Product Cost Management – A Knowledge Based Approach to Optimizing Product Cost explains how manufacturers can design products for optimal cost in order to improve profitability. The research shares interviews with three industrial manufacturers on the way they work with their supply chains to reduce cost using an analytical, fact-based methodology to drive out unnecessary cost and negotiate fair pricing. The interviews also point out the value of enterprise-class software to enable PCM.
Please enjoy the summary below, or click the report or title to download the full PDF (free of charge, no registration required).
For more information on PCM from our sponsor please visit Siemens PLM’s Teamcenter Product Cost Management page.
Please also see the related Tech-Clarity TV Episode – Optimizing Product Cost with PCM
Executive Overview
Many things factor into the profitability of a product. Innovation, satisfying customer wishes, and product performance drive sales, command price premiums, and boost top-line results. These get a lot of attention and engineers focus passionately on the form, fit, and function of their designs. But engineers don’t have the ability to evaluate the product cost impacts of their decisions to drive profitability from the expense perspective.
Too few companies include a thorough “design for cost” analysis in their product development process to optimize profits. Engineers must optimize cost and make design tradeoffs early in the lifecycle when there is still design flexibility. “You need to have the right concept early on,” advises the Manager of Cost Engineering for a major automotive OEM. “The leverage you have is much higher when you start.” It’s critical to get the cost right as early as possible, particularly for high-volume parts.
Most engineers don’t have visibility to the impact their decisions have on cost. They can’t optimize cost with other design parameters because they don’t have the right information. Product Cost Management (PCM) processes and software enable manufactures to design for cost by providing early visibility to the cost implications of design decisions. PCM allows companies to simulate and evaluate different manufacturing scenarios to develop an ideal “should cost” model based on detailed knowledge of materials, manufacturing processes, and supply chain costs.
PCM benefits go beyond design. Most sourcing efforts result in suboptimal pricing because they aren’t based on how much a part should cost.
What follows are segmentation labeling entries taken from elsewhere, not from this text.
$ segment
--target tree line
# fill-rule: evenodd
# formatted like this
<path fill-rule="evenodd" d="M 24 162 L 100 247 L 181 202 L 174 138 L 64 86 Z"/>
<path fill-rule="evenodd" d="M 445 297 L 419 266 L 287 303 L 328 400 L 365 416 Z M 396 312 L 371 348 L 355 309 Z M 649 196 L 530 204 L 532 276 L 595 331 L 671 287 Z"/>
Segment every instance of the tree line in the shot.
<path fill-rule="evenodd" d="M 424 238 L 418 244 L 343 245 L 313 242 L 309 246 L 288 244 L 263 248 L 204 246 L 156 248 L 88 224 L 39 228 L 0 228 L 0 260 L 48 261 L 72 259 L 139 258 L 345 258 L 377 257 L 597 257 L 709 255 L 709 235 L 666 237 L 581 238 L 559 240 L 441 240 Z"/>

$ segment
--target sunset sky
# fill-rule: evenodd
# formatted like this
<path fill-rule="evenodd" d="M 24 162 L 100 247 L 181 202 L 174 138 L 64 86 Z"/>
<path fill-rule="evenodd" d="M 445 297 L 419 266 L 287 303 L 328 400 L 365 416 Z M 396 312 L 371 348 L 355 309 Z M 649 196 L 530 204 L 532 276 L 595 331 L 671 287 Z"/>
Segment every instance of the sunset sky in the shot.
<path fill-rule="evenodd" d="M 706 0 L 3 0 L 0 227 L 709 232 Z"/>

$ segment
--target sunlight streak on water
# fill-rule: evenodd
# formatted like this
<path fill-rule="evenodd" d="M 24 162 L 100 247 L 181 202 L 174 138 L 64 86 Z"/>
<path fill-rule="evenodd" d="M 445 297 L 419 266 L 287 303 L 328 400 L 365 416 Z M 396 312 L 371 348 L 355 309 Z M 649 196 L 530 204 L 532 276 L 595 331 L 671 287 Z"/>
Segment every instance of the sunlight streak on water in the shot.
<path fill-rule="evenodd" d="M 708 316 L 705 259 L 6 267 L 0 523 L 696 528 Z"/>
Predicting manufacturing and supply costs confidently helps companies negotiate better prices based on facts and enables transparent, open discussion with suppliers. “We tell suppliers we aren’t looking for a cost reduction,” explains the Manager of Design Costing and Analysis for an agricultural machinery producer. “We want to improve their process and decrease their work so they can reduce the cost. It’s critical to start the discussion this way.” Beyond savings from one-time negotiations, PCM helps educate suppliers on how to get closer to an ideal should cost model. This win-win approach sets up continuous improvement with vendors to improve prices without putting unrealistic pressure on suppliers to blindly reduce cost. In the end, PCM changes negotiations to a battle of knowledge versus a battle of will and drives more sustainable cost reduction over time.